HCI, as the name suggests, is the study and the application of effective, accessible and effortless interactions between computer interfaces and humans. If you are wise enough(polite way of saying old enough) to surf the web in the early 2000s, you can recall the abject dearth of good user interfaces. It was as if machines were made by engineers to interact with engineers. As if, a generic user was expected to know what each button on the screen is going to do; what even is a hyperlink and what isn’t etc. The field of HCI tackles precisely this problem and stalwarts of the field like Don Norman and Ben Shneiderman with others laid out the ground rules for better human readability and accessibility.

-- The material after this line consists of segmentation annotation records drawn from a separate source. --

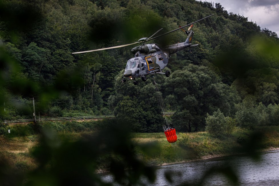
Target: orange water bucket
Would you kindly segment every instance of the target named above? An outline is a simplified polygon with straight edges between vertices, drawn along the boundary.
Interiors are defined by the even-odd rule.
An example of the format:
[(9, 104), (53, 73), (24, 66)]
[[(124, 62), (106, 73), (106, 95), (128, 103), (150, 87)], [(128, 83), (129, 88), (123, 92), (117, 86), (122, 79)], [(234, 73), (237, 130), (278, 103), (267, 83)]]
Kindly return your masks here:
[(168, 129), (165, 131), (164, 132), (167, 137), (167, 140), (169, 143), (174, 143), (177, 141), (177, 136), (176, 136), (175, 129), (172, 128)]

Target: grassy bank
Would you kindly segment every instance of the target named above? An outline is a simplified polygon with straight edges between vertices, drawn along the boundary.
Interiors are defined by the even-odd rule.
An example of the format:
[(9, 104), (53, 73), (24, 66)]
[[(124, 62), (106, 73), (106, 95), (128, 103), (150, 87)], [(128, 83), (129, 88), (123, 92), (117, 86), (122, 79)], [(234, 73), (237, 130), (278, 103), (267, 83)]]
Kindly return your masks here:
[[(72, 145), (73, 143), (78, 143), (88, 139), (93, 139), (93, 142), (91, 143), (94, 145), (101, 146), (98, 139), (94, 138), (99, 135), (99, 131), (102, 128), (100, 125), (100, 122), (67, 122), (9, 126), (11, 133), (6, 134), (0, 138), (0, 159), (6, 160), (8, 164), (19, 169), (32, 169), (36, 167), (37, 161), (33, 157), (36, 152), (34, 149), (35, 147), (42, 145), (39, 131), (46, 129), (50, 129), (55, 132), (47, 134), (46, 136), (50, 136), (46, 137), (49, 138), (48, 140), (50, 142), (47, 141), (46, 145), (42, 145), (50, 144), (50, 147), (47, 147), (48, 150), (58, 150), (57, 148), (62, 148), (64, 145)], [(102, 127), (110, 128), (106, 124)], [(119, 133), (121, 131), (115, 132)], [(206, 132), (177, 132), (177, 141), (173, 143), (167, 142), (163, 132), (124, 132), (115, 136), (114, 132), (111, 131), (102, 133), (104, 134), (101, 135), (102, 138), (110, 138), (109, 143), (113, 143), (117, 142), (119, 136), (127, 135), (126, 141), (121, 143), (132, 144), (137, 158), (153, 165), (199, 159), (206, 156), (214, 157), (219, 155), (240, 153), (256, 155), (257, 152), (261, 149), (279, 147), (278, 126), (262, 127), (254, 131), (236, 127), (230, 136), (218, 138), (213, 137)], [(118, 158), (118, 155), (110, 153), (105, 151), (100, 154), (102, 156), (96, 158), (97, 169), (106, 169), (110, 166), (110, 163), (108, 162), (110, 162), (112, 156)]]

But why am I talking about some niche specialization I did and its history? Well one reason is that being a recent graduate I am always impressed by my ability to never miss a chance to boast my credentials 😗 so thats that! And the second reason is directly responsible for the design choices I made while creating this Blog!

Human-Human Interaction

In the abovementioned final year of my research based classes, I found a wealth of techniques and frameworks to accentuate the Human-Computer interaction by means of decreasing friction between user motivation to task completion. In simple terms, reducing the time it takes from the motivation of completing a task to the actual completion of task.

Call it irony or an existential joke, the research papers, through which I was voraciously digging through to quench my HCI thirst, propagating in the academia were framed in the exact opposite format of what they were positing as to go completely over the heads of avid readers like me. It was truly embarrassing at first for me to not follow long with the authors of the paper. Initially, I dejectedly accepted my incompetency at understanding academic papers, but then I soon realized that this was not a me problem. Scholars themselves struggle to grasp even 50% of their field-specific papers. I talked to a lot of my grad and PhD friends and even some professors also who, with great exasperation, opened up about the sorry state of academic writing.

Here I was reading about how can computers communicate more effectively with humans, and funnily enough the human to human communication was being jeopardized in the process!

Everything wrong with Academic writing

What’s even more concerning is that this isn’t limited to highly technical domains of STEM but is virtually similar in the Literary field and that of Humanities 🤯 The reason I know this is apart from my scientific proclivities, I also ardently consider myself a student of Theology, Philosophy and Indic Civilizational studies because of which I studiously consume a lot of scholarly works related to above-mentioned topics. My 6-7 year of experience reading these kinds of works has made me realized one truth very clearly: The essence of the case in point is preceded and equally superseded by linguistic jugglery with abstract verbiage and unnecessary domain specific jargon

So it has always been my desire to consume such rich content (rich in depth, not in presentation) with the added boost of human readability. The research to me have always looked to be written more for the editor and less for the human. Wild if you think about it. So lets look at some of the initial custom components I have built for this blog with the help of Astro .

Custom Blocks

My very first thought to make any scholarly work look good was very simple and drawn on a very core trigger of humans: Beauty. We humans are drawn to anything which has its on bling✨. And this bling must be translated here in the layout of the work.

TIP

Callout variant="tip". Use this to provide a cool tip.

CAUTION

Callout variant="caution". Use this to warn people of potential issues.

DANGER

Callout variant="danger". Use this to tell people not to do something.

INFO

Callout variant="info". Use this to provide extra secret sauce.